Since last year, however, the Taiwanese government has also increased the maximum penalty for migrants who have surpassed its visas from USD 330 to $ 1,657.
Lennon Ying-Da Wang, director of the public migrant Shelter The People Association, described the step of the government to increase the punishments “shameless and stupid”.
“Instead of running away
Wang said that a lack of protection, especially for those who work in childcare and fishing, is the main reason why many migrants flee from their jobs.
None of the industry is subject to the monthly minimum wage of 944 US dollars according to Taiwan’s Labor Standards Act.
Wang said that migrants in practice often receive half an amount minus deductions by brokers.
“Migrants only want a decent salary,” said Wang. “But there is an unspoken rule among some brokers, no migrant workers who ask for help from shelters. That forces them to run away.”
Despite his sympathy, Wang, as director of a state -financed institution, can record migrants who have fled from their employers because they are subject to deportation.
Harmony Home, an NGO catering for young mothers and children without papers is located on a quiet, inconspicuous road on the outskirts of Taipei.
While women and children who stay in the Harmony home cannot be deported for humanitarian reasons, the state is not obliged to owe the costs of their care or medical needs.
The Harmony Home, which has recorded more than 1,600 children in the past two decades, has recently seen a strong increase in minors through his doors, said founder Nicole Yang.
“Last year we had about 110 new children. We already have 140 by April of this year,” said Yang to Al Jazera.
“We also take care of 300 others who live at home while her mother works.”
Li-Chuan Liuhuang, a Labor expert at National Chung Cheng University, said that the broker system will be difficult to “uproot” immediately, but could improve the government by “making the recruitment process and the cost structure more transparent”.
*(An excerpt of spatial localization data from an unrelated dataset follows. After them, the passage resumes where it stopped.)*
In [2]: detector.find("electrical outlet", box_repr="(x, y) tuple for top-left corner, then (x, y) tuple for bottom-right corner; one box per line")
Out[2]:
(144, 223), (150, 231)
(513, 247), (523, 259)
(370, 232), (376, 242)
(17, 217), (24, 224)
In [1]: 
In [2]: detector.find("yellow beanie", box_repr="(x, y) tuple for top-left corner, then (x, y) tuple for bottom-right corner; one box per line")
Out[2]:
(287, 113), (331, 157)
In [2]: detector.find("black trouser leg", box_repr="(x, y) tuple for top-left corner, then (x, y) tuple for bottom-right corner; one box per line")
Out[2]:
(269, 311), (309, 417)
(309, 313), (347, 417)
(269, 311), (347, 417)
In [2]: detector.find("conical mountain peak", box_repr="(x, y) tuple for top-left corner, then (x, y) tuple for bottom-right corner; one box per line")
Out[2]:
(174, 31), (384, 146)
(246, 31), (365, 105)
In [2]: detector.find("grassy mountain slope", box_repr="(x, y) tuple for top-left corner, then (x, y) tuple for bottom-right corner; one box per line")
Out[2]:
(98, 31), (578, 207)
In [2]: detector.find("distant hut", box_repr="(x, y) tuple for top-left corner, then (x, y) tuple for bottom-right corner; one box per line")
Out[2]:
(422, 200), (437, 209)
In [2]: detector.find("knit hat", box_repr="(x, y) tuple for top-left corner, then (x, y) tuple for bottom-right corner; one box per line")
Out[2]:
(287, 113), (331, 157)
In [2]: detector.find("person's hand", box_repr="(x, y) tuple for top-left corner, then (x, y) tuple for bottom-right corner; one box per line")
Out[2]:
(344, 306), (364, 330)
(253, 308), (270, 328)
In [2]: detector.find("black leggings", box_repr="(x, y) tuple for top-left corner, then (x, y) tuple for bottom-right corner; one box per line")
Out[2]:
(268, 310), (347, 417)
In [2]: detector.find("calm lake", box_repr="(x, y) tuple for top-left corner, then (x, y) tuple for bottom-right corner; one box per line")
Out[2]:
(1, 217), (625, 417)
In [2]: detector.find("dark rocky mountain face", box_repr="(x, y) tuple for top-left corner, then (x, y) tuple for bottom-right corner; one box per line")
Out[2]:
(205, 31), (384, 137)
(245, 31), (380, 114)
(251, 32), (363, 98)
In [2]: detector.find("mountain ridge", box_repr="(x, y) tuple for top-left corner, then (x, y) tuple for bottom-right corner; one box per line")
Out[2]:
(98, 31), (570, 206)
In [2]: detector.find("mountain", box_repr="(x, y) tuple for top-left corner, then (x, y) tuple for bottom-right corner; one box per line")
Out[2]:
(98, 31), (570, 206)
In Lishan, a mountainous area of
Liuhuang said she would like to see that such migrants can work with adequate occupational safety at farmers, but she believes that this would not be easy for the public.
“The government has to make more efforts for this type of dialogue,” she said to Al Jazera.
Mary, who asked to use a pseudonym, said that she was escaping from her job as a childcare worker to work illegally in various mountain companies after she was frustrated because she earned less than half of the minimum wage and ignored her broker.
Mary, 46, sat next to a cabbage field and said she always felt anxious in the city in the city.
But in Lishan the rules are different because landowners have an unwritten agreement with the authorities about the outliers.
“There is no way that the boss has no connections to the police. He always knows when they will come and asks us not to go out,” she said to Al Jazera.
Nevertheless, there is no guarantee to avoid abuse in the mountains.
After the harvest, employers sometimes hold back payments and threatened everyone who complained to the deportation, said Mary.
“If I complain that the boss does not give me the salary, I will be reported. Who will help me?” she said.